For IoT, increasing urbanization and consumer spending will require about US$7 trillion infrastructure investment, with the Internet of Things technology being the leader in the effort to bring together all the factors that make SEA a favorable region for the IoT Asia to sustain further growth.
- Smartphone penetration growth
WeAreSocial estimates that, for 2015, Internet of Things in Southeast Asia will thrive with the 744 million mobile connections it already has, at 119% penetration. Meanwhile, Philippines, Indonesia and Vietnam collectively account for +300 million mobile subscribers, while Thailand’s compound annual growth rate (CAGR) of 3G subscribers will reach 19 million in 2015 (35% growth), according to PricewaterhouseCoopers. Above estimates exclude Japan, China and South Korea that are already IoT leadersin the region. Arguably, IoT Asia has a growth potential with its fast-developing countries in smartphone penetration and tele-density.
- Manufacturing of things growth
Rising smartphone penetration and use of technology encourages consumer demand for “things”, thus shifting SEA from agriculture to the manufacturing of technologies. Although cheap labor costs remain appealing to the Western firms seeking to outsource their operations, SEA manufacturers target the region’s middle class by creating an interrelated space for consumers and businesses, according to the Economist Intelligence Unit (EIU). This is a huge growth opportunity for IoT Asia.
IoT / M2M future
To drive the IoT adoption, the Malaysian Ministry of Science, Technology and Innovation (MIMOS) launched the National Internet of Things Strategic Roadmap, which is expected to fund about US$2.49 billion to Malaysia’s GNI by 2020. Other initiatives include Singapore’s “Smart Nation”, Bangkok’s and Jakarta’s Smart-City Programs, and the efforts of the private sector with Ericsson and ICT, among others.
Malaysia will host MyIoT Week 2015 on August 24-26, 2015 to bring technology experts and innovators from around the world to participate in the three day event.

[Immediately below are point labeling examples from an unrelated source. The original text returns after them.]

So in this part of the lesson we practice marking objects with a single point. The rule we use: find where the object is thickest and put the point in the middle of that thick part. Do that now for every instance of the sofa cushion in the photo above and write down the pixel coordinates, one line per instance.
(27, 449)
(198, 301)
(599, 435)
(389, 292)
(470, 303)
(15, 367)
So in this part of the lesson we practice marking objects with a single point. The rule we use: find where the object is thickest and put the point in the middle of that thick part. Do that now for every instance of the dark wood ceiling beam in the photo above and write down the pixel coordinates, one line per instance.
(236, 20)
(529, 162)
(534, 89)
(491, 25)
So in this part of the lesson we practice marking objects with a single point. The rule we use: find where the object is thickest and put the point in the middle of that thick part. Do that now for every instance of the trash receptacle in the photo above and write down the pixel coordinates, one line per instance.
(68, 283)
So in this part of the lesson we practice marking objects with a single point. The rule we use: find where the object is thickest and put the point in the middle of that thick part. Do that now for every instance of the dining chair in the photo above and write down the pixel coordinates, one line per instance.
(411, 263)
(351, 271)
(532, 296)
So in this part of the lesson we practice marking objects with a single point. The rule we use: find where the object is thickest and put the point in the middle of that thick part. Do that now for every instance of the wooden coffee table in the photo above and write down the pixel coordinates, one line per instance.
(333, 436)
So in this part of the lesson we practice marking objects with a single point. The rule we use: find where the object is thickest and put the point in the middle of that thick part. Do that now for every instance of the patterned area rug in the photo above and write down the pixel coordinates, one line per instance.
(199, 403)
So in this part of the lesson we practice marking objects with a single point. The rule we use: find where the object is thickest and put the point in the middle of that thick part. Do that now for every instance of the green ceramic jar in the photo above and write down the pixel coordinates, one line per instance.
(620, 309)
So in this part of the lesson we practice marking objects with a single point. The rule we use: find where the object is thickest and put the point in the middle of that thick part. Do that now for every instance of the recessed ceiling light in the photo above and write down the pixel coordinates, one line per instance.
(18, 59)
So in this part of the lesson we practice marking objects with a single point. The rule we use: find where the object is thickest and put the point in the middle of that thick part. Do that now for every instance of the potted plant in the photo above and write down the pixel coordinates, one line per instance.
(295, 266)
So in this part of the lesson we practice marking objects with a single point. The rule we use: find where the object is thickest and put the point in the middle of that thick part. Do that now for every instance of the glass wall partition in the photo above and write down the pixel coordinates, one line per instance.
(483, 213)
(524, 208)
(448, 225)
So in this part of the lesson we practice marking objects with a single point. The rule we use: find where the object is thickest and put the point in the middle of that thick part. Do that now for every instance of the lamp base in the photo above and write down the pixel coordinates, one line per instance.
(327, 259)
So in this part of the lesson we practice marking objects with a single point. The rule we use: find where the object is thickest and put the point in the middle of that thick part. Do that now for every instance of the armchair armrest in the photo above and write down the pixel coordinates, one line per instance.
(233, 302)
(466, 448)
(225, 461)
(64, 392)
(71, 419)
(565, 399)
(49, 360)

The speakers will discuss new opportunities, challenges and latest technological advancements.
According to GSMA Intelligence, M2M (Machine-to-Machine) cellular connections will increase at a compounded annual growth rate of 30% through 2014 – 2020. The numbers are conservative and if governments’ take the necessary steps to build infrastructure, then growth could be higher. Asia-Pacific will account for approximately 45% of the global M2M connections.
IoT-related projects are infrastructure-driven and labor-intensive. As soon as above factors merge, coupled with the forthcoming 2015 ASEAN Economic Community, IoT Asia will find its suitable place among SEA industry innovators.